Editorial – Estadão
O presidente Lula da Silva acha que os recursos públicos direcionados para áreas como saúde, educação e programas sociais não devem ser tratados como gastos, mas como investimentos. Segundo ele, as reações negativas do mercado financeiro a alguns anúncios do governo, como a revisão das metas fiscais de 2025 e 2026, não o incomodam, pois ele quer “mais bem” ao País do que esses investidores que lucram com os juros elevados.
“O problema é que, aqui no Brasil, tudo é tratado como se fosse gasto. Emprestar dinheiro para pobre é gasto, colocar dinheiro na saúde é gasto, colocar dinheiro na educação é gasto, colocar dinheiro em qualquer coisa é gasto. A única coisa que parece investimento é superávit primário”, reclamou. “Com todo respeito ao mercado, eu gosto mais do Brasil do que o mercado. Eu quero mais bem ao futuro desse país do que o mercado.”
Com esse discurso, Lula da Silva tenta terceirizar responsabilidades, como se o mercado financeiro, ao reagir às suas falas, tentasse boicotar o País e impedir o presidente de fazer mais pelos mais necessitados. Há muitos problemas nessa declaração, mas o maior é que ela é absolutamente contraproducente para os objetivos que Lula diz defender.
Se o País tivesse um superávit primário estrutural, ou seja, um equilíbrio entre receitas e despesas, a taxa básica de juros poderia ser bem menor do que é hoje, e esses mesmos investidores que tanto lucram com a remuneração dos títulos do Tesouro teriam de buscar outros ativos mais arriscados para ganhar mais dinheiro – como investimentos em infraestrutura, por exemplo.
Com mais investimentos, a economia cresceria mais, a arrecadação seria maior e o País teria mais condições para elevar despesas com saúde, educação e programas sociais sem pressionar a inflação e a própria taxa básica de juros.
Lula da Silva prega o oposto, ou seja, a manutenção de déficits primários para garantir os gastos que ele considera necessários. Isso obriga o Banco Central (BC) a elevar a taxa básica de juros a um nível alto o suficiente para investidores aceitarem financiar a dívida pública brasileira.
Como o próprio governo é o maior “cliente” do malvado mercado, ele consome a maior parte do volume de recursos disponíveis e reduz a oferta para financiar investimentos privados, o que encarece o crédito. Afinal, a remuneração garantida pelos títulos do Tesouro se torna um piso mínimo para qualquer outro investimento e drena a competitividade desses ativos.
É por isso que o País tem um nível de investimentos pífio, insuficiente até para manter a infraestrutura atual, cresce menos do que poderia, perde arrecadação e tem menos verba disponível para gastos com saúde, educação e programas sociais. É por isso, também, que faltam recursos para reajustar os salários do funcionalismo público. “Nem sempre é tudo que a pessoa pede. Muitas vezes, é aquilo que a gente pode dar”, disse Lula, no mesmo evento.
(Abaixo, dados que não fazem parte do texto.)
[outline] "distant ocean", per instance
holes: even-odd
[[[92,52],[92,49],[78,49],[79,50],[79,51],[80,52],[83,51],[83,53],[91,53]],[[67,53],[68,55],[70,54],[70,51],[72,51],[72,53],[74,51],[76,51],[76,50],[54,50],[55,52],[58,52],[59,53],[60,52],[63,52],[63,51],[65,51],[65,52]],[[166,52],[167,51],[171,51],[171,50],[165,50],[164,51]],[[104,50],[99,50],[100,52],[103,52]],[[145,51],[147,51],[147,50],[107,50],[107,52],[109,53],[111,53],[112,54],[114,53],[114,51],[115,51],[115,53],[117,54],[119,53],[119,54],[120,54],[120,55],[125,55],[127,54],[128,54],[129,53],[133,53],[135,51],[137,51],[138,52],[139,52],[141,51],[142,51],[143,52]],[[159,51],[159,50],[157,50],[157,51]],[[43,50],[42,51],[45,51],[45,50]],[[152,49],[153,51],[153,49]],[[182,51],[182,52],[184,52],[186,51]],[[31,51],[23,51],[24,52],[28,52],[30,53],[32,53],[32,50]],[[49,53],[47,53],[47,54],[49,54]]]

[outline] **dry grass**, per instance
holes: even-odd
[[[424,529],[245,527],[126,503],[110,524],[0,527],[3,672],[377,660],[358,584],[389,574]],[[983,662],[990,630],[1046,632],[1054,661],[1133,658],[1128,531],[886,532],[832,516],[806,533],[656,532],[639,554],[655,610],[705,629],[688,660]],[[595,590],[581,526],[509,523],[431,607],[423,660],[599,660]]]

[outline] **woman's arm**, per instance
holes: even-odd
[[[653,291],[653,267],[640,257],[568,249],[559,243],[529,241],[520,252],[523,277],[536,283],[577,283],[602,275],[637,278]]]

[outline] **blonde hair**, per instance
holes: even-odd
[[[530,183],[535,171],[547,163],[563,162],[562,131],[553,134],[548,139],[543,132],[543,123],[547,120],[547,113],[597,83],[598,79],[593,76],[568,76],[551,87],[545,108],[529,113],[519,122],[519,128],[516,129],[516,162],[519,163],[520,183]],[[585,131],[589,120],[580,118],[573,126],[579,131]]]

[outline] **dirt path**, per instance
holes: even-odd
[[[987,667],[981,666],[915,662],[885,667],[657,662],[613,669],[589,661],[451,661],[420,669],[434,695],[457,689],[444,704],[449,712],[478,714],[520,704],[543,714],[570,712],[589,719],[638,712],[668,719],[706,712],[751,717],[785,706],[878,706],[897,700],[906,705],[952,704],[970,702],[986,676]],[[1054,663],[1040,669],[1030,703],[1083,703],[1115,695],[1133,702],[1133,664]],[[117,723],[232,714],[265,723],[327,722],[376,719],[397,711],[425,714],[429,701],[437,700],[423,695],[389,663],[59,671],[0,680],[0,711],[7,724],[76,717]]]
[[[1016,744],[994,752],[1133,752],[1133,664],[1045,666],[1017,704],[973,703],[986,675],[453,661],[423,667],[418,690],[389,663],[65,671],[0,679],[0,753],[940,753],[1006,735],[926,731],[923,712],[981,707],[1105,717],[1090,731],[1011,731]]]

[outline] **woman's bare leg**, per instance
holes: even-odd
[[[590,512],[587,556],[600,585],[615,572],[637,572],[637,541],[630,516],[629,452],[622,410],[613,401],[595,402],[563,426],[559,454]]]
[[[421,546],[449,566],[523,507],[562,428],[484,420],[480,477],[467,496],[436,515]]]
As reações do mercado às ações do governo Lula não são vingança nem punição, mas puro pragmatismo. Se o devedor anuncia publicamente que pretende gastar mais, mesmo sem ter dinheiro para isso, o credor simplesmente ajusta suas condições para emprestar mais recursos – ou seja, cobra mais alto para refinanciar sua dívida. É por isso que os juros são elevados, não por insensibilidade do Banco Central ou voracidade do mercado financeiro.
Nada disso é novidade para Lula da Silva. Do contrário, ele não teria mantido superávits fiscais vigorosos durante seus dois primeiros mandatos presidenciais. Foram esses superávits que garantiram a redução estrutural da taxa básica de juros, período ao longo do qual o petista criou o Bolsa Família, o Programa Universidade para Todos (ProUni ) e as Unidades de Pronto Atendimento (UPAs) 24 horas.
Chamar gastos de investimentos não passa de conversa fiada para enganar incautos. Para o mercado, esse debate é inócuo. Não é isso que fará os juros caírem ou o País crescer. Quem mais perde com isso é a população mais vulnerável, que depende de transferências do governo e de inflação sob controle para sobreviver com dignidade.